If Birmingham Barons owner Don Logan and his sons heard such a voice, they aren’t saying. But they did build a field of dreams, right in the middle of downtown. Now the question is: Will they — the fans — come?
So far in the inaugural season of Regions Field, they have come, in great numbers. The naysayers who worried about issues such as security, especially after a teenager was killed at adjacent Railroad Park days before opening night, have so far been wrong.
After a quarter century in the suburbs at Hoover Metropolitan Stadium (known in recent years as Regions Park), and decades prior at historic-but-run down Rickwood Field, Logan moved his team into the shiny new facility on April 10, before a capacity crowd — the first sellout for the Barons since Michael Jordan tried his hand at baseball.
The race to get the new park finished in time was pretty much won, though the sound of jackhammers during pre-game festivities could still be heard as workers toiled to apply the finishing touches.

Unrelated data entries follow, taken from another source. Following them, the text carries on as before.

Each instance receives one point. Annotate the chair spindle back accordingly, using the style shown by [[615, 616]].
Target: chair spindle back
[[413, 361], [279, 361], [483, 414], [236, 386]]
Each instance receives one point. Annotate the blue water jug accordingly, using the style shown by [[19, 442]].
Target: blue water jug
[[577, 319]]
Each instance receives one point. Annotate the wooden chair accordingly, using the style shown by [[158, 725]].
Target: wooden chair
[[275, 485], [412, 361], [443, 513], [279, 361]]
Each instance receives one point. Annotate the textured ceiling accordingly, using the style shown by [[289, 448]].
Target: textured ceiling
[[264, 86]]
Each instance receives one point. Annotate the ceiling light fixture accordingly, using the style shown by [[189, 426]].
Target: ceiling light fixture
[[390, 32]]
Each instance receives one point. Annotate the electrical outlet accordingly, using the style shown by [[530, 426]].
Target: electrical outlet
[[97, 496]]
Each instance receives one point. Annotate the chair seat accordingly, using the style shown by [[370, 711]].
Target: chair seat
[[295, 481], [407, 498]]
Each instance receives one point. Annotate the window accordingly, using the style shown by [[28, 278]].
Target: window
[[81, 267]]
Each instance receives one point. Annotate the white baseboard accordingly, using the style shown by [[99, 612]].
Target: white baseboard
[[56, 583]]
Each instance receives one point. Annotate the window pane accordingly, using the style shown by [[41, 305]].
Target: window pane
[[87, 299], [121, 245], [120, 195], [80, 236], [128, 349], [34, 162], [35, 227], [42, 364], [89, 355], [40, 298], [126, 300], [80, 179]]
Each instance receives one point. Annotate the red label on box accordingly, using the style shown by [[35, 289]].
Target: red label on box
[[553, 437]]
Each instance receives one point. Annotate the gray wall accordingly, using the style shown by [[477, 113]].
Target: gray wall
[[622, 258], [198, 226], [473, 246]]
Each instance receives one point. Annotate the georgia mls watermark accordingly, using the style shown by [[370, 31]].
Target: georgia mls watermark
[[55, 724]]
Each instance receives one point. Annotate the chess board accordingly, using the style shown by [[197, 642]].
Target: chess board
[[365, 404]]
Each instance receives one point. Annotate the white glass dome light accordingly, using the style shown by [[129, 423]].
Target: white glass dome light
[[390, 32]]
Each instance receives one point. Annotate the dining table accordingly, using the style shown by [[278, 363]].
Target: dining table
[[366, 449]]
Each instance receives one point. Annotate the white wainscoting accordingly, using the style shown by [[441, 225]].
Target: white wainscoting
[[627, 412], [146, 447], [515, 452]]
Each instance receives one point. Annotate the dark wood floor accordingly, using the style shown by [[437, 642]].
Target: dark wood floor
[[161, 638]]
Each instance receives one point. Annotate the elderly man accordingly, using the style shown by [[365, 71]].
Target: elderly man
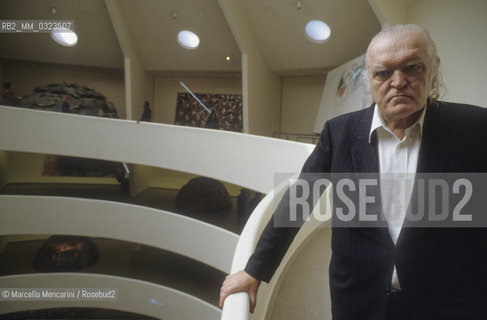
[[395, 272]]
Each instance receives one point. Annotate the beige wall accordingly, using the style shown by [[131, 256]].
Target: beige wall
[[261, 88], [166, 91], [300, 100], [25, 77], [264, 96], [459, 30], [140, 88]]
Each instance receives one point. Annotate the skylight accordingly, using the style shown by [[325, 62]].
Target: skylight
[[188, 40], [317, 31], [65, 37]]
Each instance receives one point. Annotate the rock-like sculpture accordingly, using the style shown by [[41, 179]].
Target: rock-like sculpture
[[84, 100], [203, 195]]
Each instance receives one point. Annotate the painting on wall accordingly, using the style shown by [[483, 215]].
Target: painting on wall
[[219, 111], [346, 90]]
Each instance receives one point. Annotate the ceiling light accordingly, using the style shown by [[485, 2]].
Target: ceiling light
[[317, 31], [65, 37], [188, 40]]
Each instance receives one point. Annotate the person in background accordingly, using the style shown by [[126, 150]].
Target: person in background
[[391, 272], [8, 96]]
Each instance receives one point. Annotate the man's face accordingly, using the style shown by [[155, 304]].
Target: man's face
[[400, 75]]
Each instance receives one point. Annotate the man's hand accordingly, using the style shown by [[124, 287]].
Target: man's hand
[[237, 282]]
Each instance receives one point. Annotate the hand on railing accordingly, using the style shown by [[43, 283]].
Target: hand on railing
[[238, 282]]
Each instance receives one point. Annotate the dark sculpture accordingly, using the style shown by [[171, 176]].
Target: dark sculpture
[[84, 100], [66, 253]]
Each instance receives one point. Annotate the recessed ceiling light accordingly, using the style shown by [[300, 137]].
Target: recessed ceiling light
[[317, 31], [188, 40], [65, 37]]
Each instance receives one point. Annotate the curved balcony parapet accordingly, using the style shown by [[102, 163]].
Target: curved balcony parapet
[[236, 306], [132, 295], [242, 159], [195, 239]]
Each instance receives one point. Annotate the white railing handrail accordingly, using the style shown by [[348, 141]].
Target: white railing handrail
[[133, 295], [186, 236], [246, 160]]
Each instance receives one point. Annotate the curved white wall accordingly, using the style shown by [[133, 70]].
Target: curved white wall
[[273, 299], [242, 159], [133, 296], [97, 218]]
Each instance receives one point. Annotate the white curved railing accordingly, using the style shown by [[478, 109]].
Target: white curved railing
[[236, 306], [134, 296], [97, 218], [242, 159]]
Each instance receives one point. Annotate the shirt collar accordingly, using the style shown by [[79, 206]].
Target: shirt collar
[[378, 121]]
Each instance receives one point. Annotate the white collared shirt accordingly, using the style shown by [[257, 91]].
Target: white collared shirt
[[398, 161]]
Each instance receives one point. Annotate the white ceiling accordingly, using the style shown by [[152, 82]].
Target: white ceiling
[[276, 25]]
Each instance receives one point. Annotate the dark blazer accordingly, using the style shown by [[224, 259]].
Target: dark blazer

Since then, most of the remainder of the work has been completed, including a new ticket gate on Third Avenue South and a Dreamland Barbecue Shack and a center field bar that opened this week.

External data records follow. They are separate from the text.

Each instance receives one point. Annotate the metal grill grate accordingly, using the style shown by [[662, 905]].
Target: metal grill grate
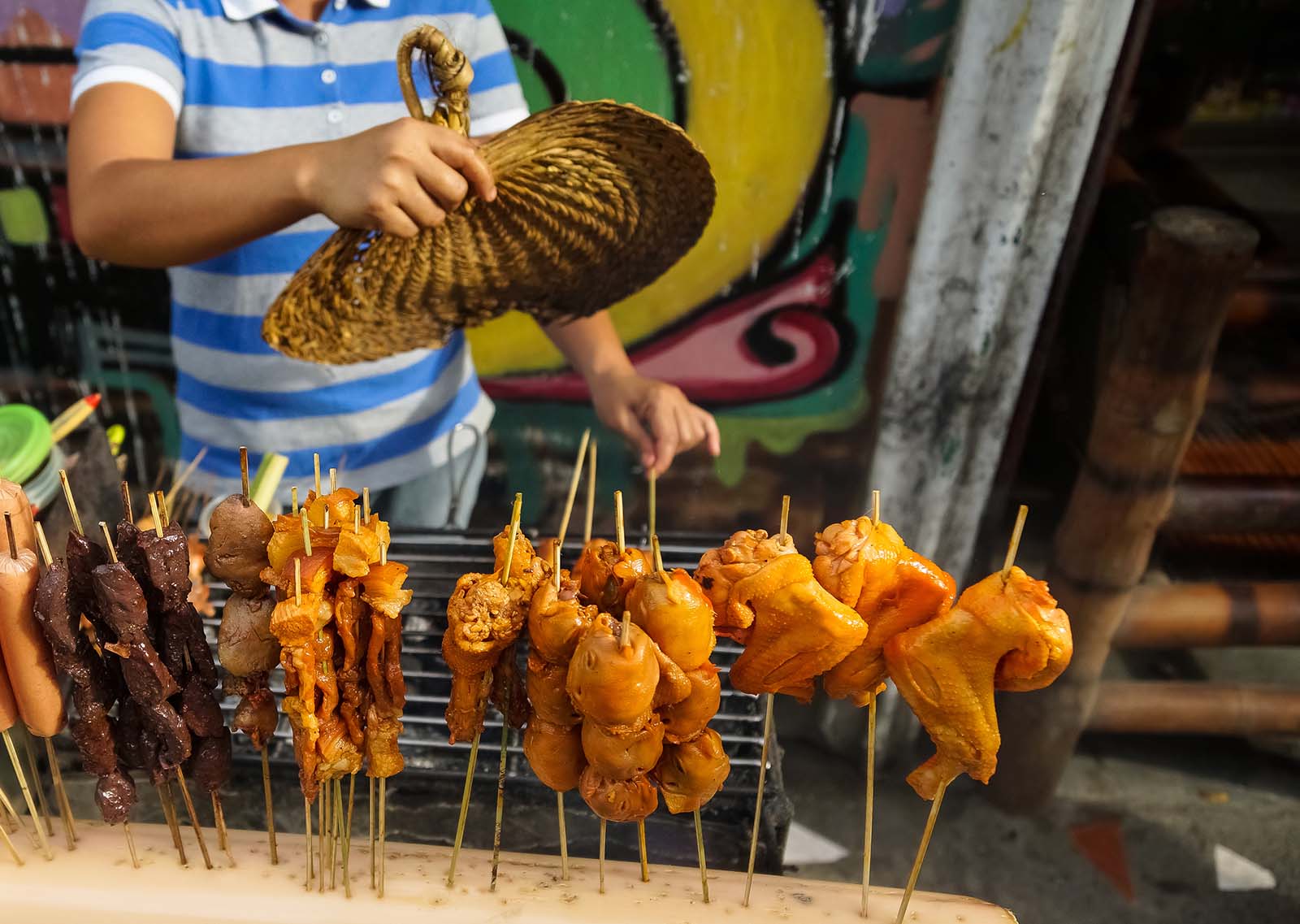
[[436, 559]]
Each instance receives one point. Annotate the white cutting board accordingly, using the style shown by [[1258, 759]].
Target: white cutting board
[[95, 884]]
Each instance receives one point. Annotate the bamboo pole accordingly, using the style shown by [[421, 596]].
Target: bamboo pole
[[1148, 406]]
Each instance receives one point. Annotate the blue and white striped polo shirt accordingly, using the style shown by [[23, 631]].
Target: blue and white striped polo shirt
[[246, 76]]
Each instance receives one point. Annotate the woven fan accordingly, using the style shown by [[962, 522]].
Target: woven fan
[[595, 202]]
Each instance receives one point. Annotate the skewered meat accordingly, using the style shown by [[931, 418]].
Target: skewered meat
[[484, 618], [691, 774], [744, 553], [1001, 635], [618, 800], [383, 757], [606, 576], [554, 753], [245, 641], [237, 551], [676, 614], [255, 715], [613, 683], [684, 720], [115, 794], [199, 709], [548, 692], [791, 627], [211, 761], [623, 757], [124, 609], [13, 501], [350, 622], [32, 667], [868, 567], [93, 693], [557, 620]]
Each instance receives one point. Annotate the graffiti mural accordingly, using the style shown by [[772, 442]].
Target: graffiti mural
[[818, 117]]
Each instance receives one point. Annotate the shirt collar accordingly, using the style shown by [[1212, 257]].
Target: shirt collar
[[247, 9]]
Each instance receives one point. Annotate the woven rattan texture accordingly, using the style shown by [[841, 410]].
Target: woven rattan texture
[[596, 201]]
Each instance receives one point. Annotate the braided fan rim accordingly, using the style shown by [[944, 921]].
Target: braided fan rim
[[596, 201]]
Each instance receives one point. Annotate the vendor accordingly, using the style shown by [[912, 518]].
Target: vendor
[[225, 139]]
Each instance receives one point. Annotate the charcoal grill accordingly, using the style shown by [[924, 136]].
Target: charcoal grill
[[424, 800]]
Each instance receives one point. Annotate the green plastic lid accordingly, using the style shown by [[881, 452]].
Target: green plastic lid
[[25, 440]]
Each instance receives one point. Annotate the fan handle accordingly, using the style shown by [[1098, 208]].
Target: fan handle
[[448, 73]]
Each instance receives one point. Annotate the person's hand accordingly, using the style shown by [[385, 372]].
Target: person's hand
[[654, 416], [398, 178]]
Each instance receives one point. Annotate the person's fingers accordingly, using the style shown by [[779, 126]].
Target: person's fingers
[[713, 438], [393, 220], [663, 425], [420, 207], [463, 156], [441, 182], [627, 423]]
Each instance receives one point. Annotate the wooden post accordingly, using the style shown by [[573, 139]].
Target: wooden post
[[1148, 405], [1207, 615], [1173, 707]]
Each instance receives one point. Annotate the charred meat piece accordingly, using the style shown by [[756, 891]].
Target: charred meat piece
[[211, 761], [115, 796], [201, 709], [237, 551], [124, 609]]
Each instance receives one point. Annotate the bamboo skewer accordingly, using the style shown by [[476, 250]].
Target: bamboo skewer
[[572, 492], [374, 859], [602, 856], [783, 537], [1012, 549], [505, 715], [32, 752], [348, 837], [26, 794], [194, 817], [871, 761], [591, 494], [758, 800], [307, 839], [219, 817], [474, 748], [384, 832], [8, 843], [164, 792], [559, 813], [322, 798], [130, 844], [700, 849], [62, 796], [271, 809], [17, 819]]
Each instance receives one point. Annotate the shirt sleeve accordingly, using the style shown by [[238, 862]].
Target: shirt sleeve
[[130, 41], [496, 99]]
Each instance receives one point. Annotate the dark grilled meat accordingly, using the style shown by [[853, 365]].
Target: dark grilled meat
[[124, 609]]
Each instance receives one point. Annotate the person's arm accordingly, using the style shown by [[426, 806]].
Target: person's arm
[[133, 204], [653, 414]]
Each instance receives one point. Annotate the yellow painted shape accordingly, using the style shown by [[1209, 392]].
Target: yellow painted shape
[[758, 103]]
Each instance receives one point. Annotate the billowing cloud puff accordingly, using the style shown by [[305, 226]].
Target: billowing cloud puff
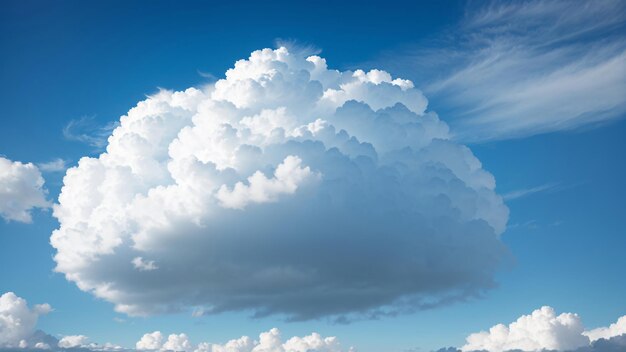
[[544, 330], [73, 341], [616, 329], [150, 341], [284, 188], [21, 190], [269, 341], [17, 320]]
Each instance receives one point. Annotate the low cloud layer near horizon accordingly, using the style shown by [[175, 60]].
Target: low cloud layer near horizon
[[285, 188], [542, 330]]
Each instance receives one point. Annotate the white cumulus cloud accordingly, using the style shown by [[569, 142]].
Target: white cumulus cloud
[[21, 190], [17, 320], [615, 329], [150, 341], [284, 188], [543, 330], [269, 341], [73, 341]]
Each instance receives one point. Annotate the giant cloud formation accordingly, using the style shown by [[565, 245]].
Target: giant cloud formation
[[285, 188]]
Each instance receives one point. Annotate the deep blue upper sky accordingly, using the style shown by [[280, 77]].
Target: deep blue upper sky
[[67, 60]]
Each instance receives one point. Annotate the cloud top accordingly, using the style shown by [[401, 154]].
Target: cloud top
[[544, 330], [284, 188]]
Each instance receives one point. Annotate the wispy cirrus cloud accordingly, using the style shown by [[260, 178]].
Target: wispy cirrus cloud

Though the Hoover Met was spacious yet bland, it was also tucked away safely in a suburb. Not so with Regions field, which is nestled in an area that still has its share of abandoned parking garages and other closed buildings, and which has a reputation for crime even after Railroad Park opened.
It’s a reputation that Barons general manager Jonathan Nelson knows the team has to overcome.
“We feel we’ve addressed a great parking plan, and we’ve connected with the Birmingham Police Department as well,” Nelson said. “We have a great security plan inside and outside the stadium. There are mounted police at all our lots... There’s plenty of parking opportunities down here, and we haven’t heard of anyone with reservations going to and from their cars.”
The security perception has been the biggest obstacle the Barons have faced, Nelson said. “Hopefully, that perception will erode as time goes on.”
The new ballpark is much closer to north Jefferson and south Blount counties, which means the Barons will be doing more to attract fans from there. In fact, the first paying customer on opening night was a woman from Gardendale.
“Being centrally located to the metro area is part of the more positive feedback we’ve gotten,” Nelson said. “Previously, folks from that area said they’d just come once or twice a year because it’s not convenient. We’ve joined the Chamber of Commerce there in Gardendale, and plan on being a bigger presence there."
Regions Field is smaller and more intimate than the park it replaces, but contains many more amenities. For instance, a walking concourse goes all the way around the ball field, with grassy berms past the outfield fence and down the left field line. Play areas for children are improved over those at Hoover with rubberized flooring, as opposed to the old tree bark nuggets.
A dining patio for groups can be found in the outfield.
Seating down the first base line wraps around to a small section just beyond the right field foul pole. It’s an arrangement that is reminiscent of Rickwood Field’s layout, but with a huge difference — that section at Rickwood was used for black fans in the days of segregation, an unthinkable prospect today.
“People have just been blown away by what we have here,” Nelson said. “But we are also continuously learning what we need to fine tune.”
With four homestands and 20 home games under their belt as of Monday, the reception of the new field has been enthusiastic. Attendance is way up compared to the last season at Hoover — 5,650 per game this year, as compared to just over 3,000 at this point in 2012.